Nevertheless (if any readers are still with me) I have an earnest Earth Day post in the form of an apology to the poor dead whale whose garbage-filled carcass drifted up onto a Seattle beach two days ago.  The 37 foot long gray whale had 50 gallons of sludge in his stomach including plastic garbage like six-pack rings, sweat pants, and grocery bags.
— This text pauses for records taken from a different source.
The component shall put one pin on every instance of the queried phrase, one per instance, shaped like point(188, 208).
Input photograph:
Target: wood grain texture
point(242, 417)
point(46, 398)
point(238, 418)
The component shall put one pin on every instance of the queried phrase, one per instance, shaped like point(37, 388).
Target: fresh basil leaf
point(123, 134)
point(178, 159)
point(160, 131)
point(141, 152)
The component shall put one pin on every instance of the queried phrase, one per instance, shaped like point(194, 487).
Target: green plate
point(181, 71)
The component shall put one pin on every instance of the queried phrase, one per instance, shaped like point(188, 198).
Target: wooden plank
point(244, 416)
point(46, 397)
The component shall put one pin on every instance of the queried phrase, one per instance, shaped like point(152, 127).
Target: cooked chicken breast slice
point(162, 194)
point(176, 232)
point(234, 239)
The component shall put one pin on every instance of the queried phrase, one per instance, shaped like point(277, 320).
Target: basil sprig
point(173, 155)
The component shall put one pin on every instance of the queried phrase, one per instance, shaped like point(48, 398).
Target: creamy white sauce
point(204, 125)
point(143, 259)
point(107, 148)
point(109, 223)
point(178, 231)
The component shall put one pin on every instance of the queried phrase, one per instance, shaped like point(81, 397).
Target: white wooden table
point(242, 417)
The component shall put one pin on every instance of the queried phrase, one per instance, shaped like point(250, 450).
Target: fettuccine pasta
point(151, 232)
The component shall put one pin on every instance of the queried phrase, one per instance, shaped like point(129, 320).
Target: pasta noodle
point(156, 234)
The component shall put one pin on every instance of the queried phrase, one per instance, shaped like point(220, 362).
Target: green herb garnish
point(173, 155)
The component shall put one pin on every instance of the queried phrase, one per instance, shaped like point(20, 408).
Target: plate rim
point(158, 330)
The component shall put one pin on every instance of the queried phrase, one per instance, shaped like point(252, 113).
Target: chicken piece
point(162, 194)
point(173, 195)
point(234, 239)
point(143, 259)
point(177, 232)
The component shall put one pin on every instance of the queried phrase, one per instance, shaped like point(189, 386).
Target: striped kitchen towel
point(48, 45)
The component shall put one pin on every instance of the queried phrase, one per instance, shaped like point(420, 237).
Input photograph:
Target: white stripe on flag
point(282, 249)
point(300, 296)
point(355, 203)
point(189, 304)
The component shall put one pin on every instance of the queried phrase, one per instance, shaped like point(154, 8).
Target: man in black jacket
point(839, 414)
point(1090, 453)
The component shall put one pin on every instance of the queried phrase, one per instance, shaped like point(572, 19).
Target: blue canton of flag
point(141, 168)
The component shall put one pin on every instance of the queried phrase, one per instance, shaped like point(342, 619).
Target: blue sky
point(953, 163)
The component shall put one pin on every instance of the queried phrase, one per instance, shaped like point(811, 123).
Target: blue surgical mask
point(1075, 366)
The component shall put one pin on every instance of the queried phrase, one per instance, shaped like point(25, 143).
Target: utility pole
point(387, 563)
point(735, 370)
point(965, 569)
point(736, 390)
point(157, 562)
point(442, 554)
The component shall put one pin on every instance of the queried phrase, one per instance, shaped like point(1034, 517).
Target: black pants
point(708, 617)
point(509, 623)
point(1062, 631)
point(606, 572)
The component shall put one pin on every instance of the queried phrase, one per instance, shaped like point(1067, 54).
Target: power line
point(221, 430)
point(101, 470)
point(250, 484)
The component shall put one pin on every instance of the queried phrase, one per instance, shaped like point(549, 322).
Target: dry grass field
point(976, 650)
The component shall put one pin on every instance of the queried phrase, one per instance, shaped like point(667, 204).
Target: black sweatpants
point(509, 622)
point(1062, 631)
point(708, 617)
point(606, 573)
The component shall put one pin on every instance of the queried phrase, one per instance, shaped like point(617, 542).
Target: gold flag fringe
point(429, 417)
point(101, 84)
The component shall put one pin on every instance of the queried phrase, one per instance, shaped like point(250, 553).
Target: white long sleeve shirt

The whale was not killed by the waste in his system, but he was stressed, emaciated, alone, and had gashes on his head from being struck by boat propellers.

I’m a plastics manufacturer, a capitalist, and a consumer (although I am only really successful at consuming) and I feel like this is probably my fault as much as it is anyone’s.  I import vinyl China-goods from across the Pacific on container ships and ship them across the continent via petrol truck.  Additionally, I purchase all sorts of plastic things and trade goods from overseas.  I’m a carnivore who eats from factory farms.  It goes without saying that I eat as many anchovies, squid, crab and tasty sea creatures as I can fit in my stomach.  Likewise, I gorge myself on out-of-season fruits and vegetables (which must be shipped).  I like America’s big crazy military and I’m a technophile to boot.  I think that the solutions to our problems can only be found through learning more and building better stuff.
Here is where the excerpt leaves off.